Петер слезает с чужих колен, и, устало охнув, встает на ноги. Он нависает над Дэном, который послушно садиться, развернувшись, и свешивает ноги вниз. Чех смотрит с интересом, покусывая нижнюю губу; Либшер нетерпеливо мотает ногой, так, как это делает множество детей, чем вызывает беглую улыбку на устах Шлафлоса. Которая, в прочем, тут же пропадает, стоит ему, упершись руками по обе стороны бедер Даниэля, склониться, одаривая его поцелуем. Затяжным, страстным, жадным; от очередного укуса тонкая кожа нижней губы Дэна трескается, Петер чувствует сладковатый привкус железа.
- Только обещай мне одно, - с этими словами немец разрывает поцелуй и опускается на колени, теперь уже смотря на своего новоиспеченного любовника снизу-вверх. – Предупреди, когда больше не сможешь сдерживаться.
Штаны Даниэля падают к его ногам, вместе с бельем, а уже через секунду он протяжно стонет, давясь воздухом. Губы Петера на его члене – пожалуй, еще никогда в жизни ему не было столь хорошо. Шлафлос подходит к вопросу со скрупулезностью профессионала: он обхватывает ствол у основания пальцами, заключая его в плотное кольцо, помогает себе, и сосет неглубоко, уделяя больше внимания покрасневшей от возбуждения головке. Член Дэна значительно меньше, чем у Артура, поэтому управляться с ним куда легче.
Свободной рукой Петер расстегивает молнию на своих штанах; парень приоткрывает рот шире, а сам поднимается на коленях немного выше, чтобы можно было позволить головке потираться о нёбо при каждом движении. Он ведет головой вкруговую, так, чтобы член пошло оттягивал щеки изнутри; выпускает на мгновение зубы, а Либшера уже трясет, просто колотит, он еле держится, это видно невооруженным глазом.
Чех запускает руку в растрепанные светлые волосы, надавливая на затылок в попытке углубить проникновение. Дэн облизывает губы и стонет, стонет так громко, что начинает хрипнуть, совершенно позабыв о том, что их с легкостью могут обнаружить. Хаффлпаффец борется с желанием запрокинуть голову назад, до громкого хруста в шее, потому что не хочет упустить ни один миг из всего, что происходит.
Но Даниэль смотрит.
Смотрит, как Петер ритмично двигает руками и ртом, как подрагивают его плечи, как бегают под закрытыми веками глаза. Слушает, как немец постанывает, от чего его горло так восхитительно вибрирует, как что-то развратно хлюпает там, в его руках.
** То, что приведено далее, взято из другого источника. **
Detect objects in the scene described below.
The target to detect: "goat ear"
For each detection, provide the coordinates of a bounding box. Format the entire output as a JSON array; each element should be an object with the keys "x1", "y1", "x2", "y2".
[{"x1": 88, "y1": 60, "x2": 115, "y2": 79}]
- Питер. Совсем… - тяжелая отдышка, Дэн даже не уверен, слышит ли его Питер. - Совсем скоро.
Немец открывает глаза, устремляя расфокусированный взгляд вверх, к Дэну. Он точно знает, что нужно делать, в каком ритме нужно ласкать себя, чтобы быстро кончить; Артур никогда не отличался особой чуткостью.
Шлафлос осторожно выпускает чужой член изо рта. Ноги абсолютно не слушаются, поэтому подняться выходит с трудом; рейвенкловец чуть не падает на Либшера, стараясь наклониться. Цепкие пальцы вновь обхватывают, но теперь одновременно их двоих. Всего пара ловких движений вдоль влажных, скользких стволов; Петер прижимается лбом ко лбу Даниэля, он тянется к губам студента, но не закрывает глаза.
И зря.
Волна удовольствия, неконтролируемая, неожиданно сильная. Петер смотрит в карие глаза, внимательно вглядывается.
И видит слабый голубой блеск. Видит пшенично-золотые пряди. Видит широкие скулы. Узкие, бледные губы.
Всего на секунду, возвращаясь к реальности с перерывистым возгласом.
- Питер!
Его форма испорчена. Как и пижама Дэна.
Как и, если быть совсем уж честным, вся последующая жизнь.
Шлафлос еще долго моргает, уже лежа в объятиях Даниэля, силясь прогнать видение.
Прогнать голубые глаза, золотистые волосы и властный подбородок.
Пускай все это достанется Бэддок.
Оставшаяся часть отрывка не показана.